My husband and I have a 6.5 month old vizsla puppy (we've had him since he was 12wks) Over the past week, his sleeping routine has dramatically changed. 
He usually sleeps from 10pm to 5:45 am. Now, he is waking up approx 3-4xs a night and is wide awake at 5:00am. Any ideas? Suggestions would be greatly appreciated.


----------



## RubyRoo (Feb 1, 2011)

We went through this with Ruby. She kept waking up in the middle of the night around that age. Your best bet is to ignore him. Ruby ended up growing out of it.

Also, the older they get the more exercise they need. Make sure he is nice and worn out. We started going rollerblading around the neighborhood with Ruby. One time around the block and she is wiped out.


----------



## jachambers (Jun 6, 2008)

The first time it happened we didnt ignore it for the simple fact it hasnt happened since he was younger, and we were both worried. But, in our defense, our pup did have to go to the bathroom so we thought that was the reason he was crying. He gets lots of attention & exercise when we get home....walks around the neighborhood, playing fetch & catch in the yard, working on the new commands we learn in his training class, ect. One of his favorite things to do is play with other dogs, but unfortunately we can't take him to local dog parks  because he's still an intact male.


----------



## pippa31 (Aug 2, 2011)

We JUST went through this with Pippa. We also found that when we let her out she went to the bathroom (which led us to think that she needed to go to the bathroom every time she cried in her crate in the middle of the night!).

We tried a TON of different suggestions and nothing seemed to work. Finally, we started ignoring her (which was not easy) and it worked. *It took about a week and a half of consistent ignoring*, but then she settled back into her regular routine (9:45-5:30).
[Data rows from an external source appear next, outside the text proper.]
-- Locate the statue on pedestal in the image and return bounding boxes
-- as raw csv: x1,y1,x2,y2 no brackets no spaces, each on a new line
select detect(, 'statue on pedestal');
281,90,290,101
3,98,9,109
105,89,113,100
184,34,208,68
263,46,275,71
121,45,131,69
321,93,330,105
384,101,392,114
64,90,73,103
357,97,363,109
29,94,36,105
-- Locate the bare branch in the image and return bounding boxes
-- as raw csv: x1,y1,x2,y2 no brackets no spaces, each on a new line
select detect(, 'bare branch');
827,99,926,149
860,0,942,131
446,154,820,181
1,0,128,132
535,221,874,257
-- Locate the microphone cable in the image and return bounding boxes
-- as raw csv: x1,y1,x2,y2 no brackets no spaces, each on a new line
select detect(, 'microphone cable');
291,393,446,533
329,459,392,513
I've heard from other Vizsla owners that they went through the same thing, so I have to believe it is "growing pains"


----------



## jachambers (Jun 6, 2008)

Thanks! Hudson (our V) did better Friday & Saturday night but last night was another story  Hoping this resolves soon....fingers crossed


----------



## Looney (Sep 28, 2011)

how old do they have to be to rollerblade on the street with you?????


----------



## Tina Bendzsa (Apr 11, 2012)

Realize this is an old post but just wanted you to know that this has helped us a lot with our 8 mos. old, Zsiggi, who has been keeping us up this week all of a sudden. Given he's never behaved like this before, we thought he just wasn't feeling well so have been coming to him at 2 and 4 am each night when he cries. We let him outside, he goes pee, and he goes back into his crate and back to sleep until 6am when he's up for the day. I can't remember feeling this sleep deprived since my daughter was born. Definitely will hand out the earplugs tonight and hope for the best.

Tina


----------



## MilesMom (Jun 21, 2012)

We went through the same thing with Miles around that age!! It lasted about 2 weeks unfortunately. In our case, I think it was because he was going through another round of teething and was uncomfortable. Best of luck, we just waited it out and now he's fine.


----------